Based on the same GK104 found on the GTX680, the GTX770 contains 1536 CUDA cores at a slightly higher clockspeed than the GTX680. The GTX770 comes in two varients, the 2GB and the 4GB version. For most the 2GB card will provide the best balance of power vs price however should you have a larger display, then the 4GB version may be worth opting for. Both versions feature a worlds first 7GBPs (GDDR5 effective)memory subsystem which is a significant boost over the GTX680. Comprising of the same 256-bit memory controller means the GTX770 has 224.3GB/sec memory bandwidth at it's disposal.
The GTX770 is equipped with a GK104 core is fabricated on the 28nm process with every component was designed with power efficiency in mind to ensure the GPU gave the best performance-per-watt possible.
While the 28nm manufacturing process holds the bulk of the power saving features, the way the new architecture works is also key to furthering Kepler's power reduction. SMX, an evolution of the SM from Fermi is NVIDIA's new streaming multiprocessor:
Each SMX runs at the graphics clock speed rather than 2x that speed as previously but because the GK104 has 1536 CUDA cores (8xSMX), over Fermi's (GF110) 512 CUDA cores (16xSM), Kepler allows the GTX770 to operate at twice the performance per watt measurement compared to the GTX570.
The clock throughput of FMA2, SFU and texture operations have all been significantly increased and while some operations still retain the same speed as the GTX580, the GTX770's much higher core clockspeed ensures a substantial increase for all GPU operations.
To feed the new SMX, each unit has four warp schedulers, each capable of firing off two instructions per warp, every clock. With a redesigned scheduling function, the GTX770 is a lot less complex and much more streamlined allowing the compiler to determine which instructions will be issued and can provide this information direct to the hardware block rather than going around the houses using Multi-port decode and a register scoreboard along with the dependency check before the information gets issued.

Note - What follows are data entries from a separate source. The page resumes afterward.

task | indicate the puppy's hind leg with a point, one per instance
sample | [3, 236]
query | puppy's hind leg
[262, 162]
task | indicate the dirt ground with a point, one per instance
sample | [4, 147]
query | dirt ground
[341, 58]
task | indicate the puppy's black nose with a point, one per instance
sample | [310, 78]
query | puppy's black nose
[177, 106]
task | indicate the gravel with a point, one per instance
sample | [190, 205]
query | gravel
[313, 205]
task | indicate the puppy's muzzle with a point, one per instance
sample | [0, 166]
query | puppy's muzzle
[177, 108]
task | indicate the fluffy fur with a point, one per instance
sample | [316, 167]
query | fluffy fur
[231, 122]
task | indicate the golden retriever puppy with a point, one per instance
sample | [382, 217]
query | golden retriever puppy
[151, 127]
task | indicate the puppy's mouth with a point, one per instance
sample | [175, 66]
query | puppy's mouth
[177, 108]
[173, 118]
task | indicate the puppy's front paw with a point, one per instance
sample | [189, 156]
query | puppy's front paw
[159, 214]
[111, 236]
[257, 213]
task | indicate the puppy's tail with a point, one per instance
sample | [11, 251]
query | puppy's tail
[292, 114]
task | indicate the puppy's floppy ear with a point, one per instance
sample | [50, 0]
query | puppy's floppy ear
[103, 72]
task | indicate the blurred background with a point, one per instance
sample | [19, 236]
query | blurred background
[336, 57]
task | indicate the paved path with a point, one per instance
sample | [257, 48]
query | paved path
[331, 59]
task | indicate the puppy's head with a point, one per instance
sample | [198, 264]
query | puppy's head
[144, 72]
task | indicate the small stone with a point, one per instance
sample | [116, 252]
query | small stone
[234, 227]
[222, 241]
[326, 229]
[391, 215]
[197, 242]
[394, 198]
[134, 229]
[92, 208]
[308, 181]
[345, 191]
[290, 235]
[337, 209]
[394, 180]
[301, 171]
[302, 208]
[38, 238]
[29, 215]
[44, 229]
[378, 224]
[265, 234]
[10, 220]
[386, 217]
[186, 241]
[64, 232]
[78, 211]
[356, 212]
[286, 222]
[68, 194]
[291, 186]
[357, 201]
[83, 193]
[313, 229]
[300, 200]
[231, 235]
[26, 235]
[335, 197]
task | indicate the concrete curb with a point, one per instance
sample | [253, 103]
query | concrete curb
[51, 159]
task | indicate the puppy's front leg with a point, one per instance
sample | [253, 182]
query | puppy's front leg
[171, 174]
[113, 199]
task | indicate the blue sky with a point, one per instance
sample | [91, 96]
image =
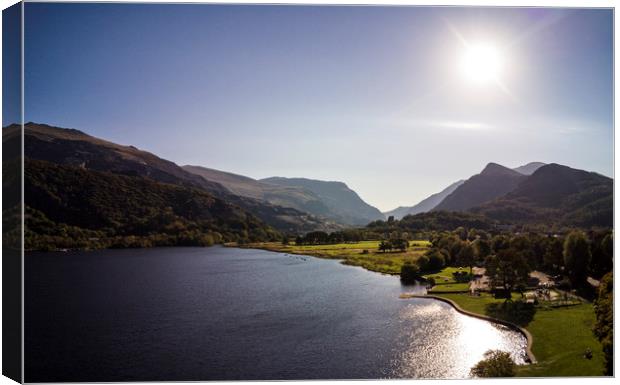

This method is both quicker and more importantly, more power efficient.
Perhaps the biggest change from Fermi to Kepler was the omission of the old Shader Clock. The shader clock was getting tired as it was part of the old Tesla architecture which was implemented as an area optimisation. Because of the way Kepler executes instructions at a much more streamlined manner and at a higher clock rate, fewer copies of the execution unit need be made.
Another improvement over Fermi with the introduction of SMX is the redesigned Polymorph engine (2.0). The Polymorph engine takes card of the tessellation workload of the GTX770. The design of the Polymorph engine is to ensure that the tessellation we see on screen has little (as possible) impact on the rendering performance. What you may find bizarre though is that NVIDIA have cut the Polymorph engine count in half to 8 from Fermi's 16 yet claim it is almost twice as quick. This is thanks to the improved core an memory clockpeed.
With both a higher core clockspeed based on older (but still very fast) GK104 core and of course that blisteringly fast memory, the GTX770 looks set to replace not only the GTX670, but it's bigger, but older brother, last years flagship graphics card, the GTX680.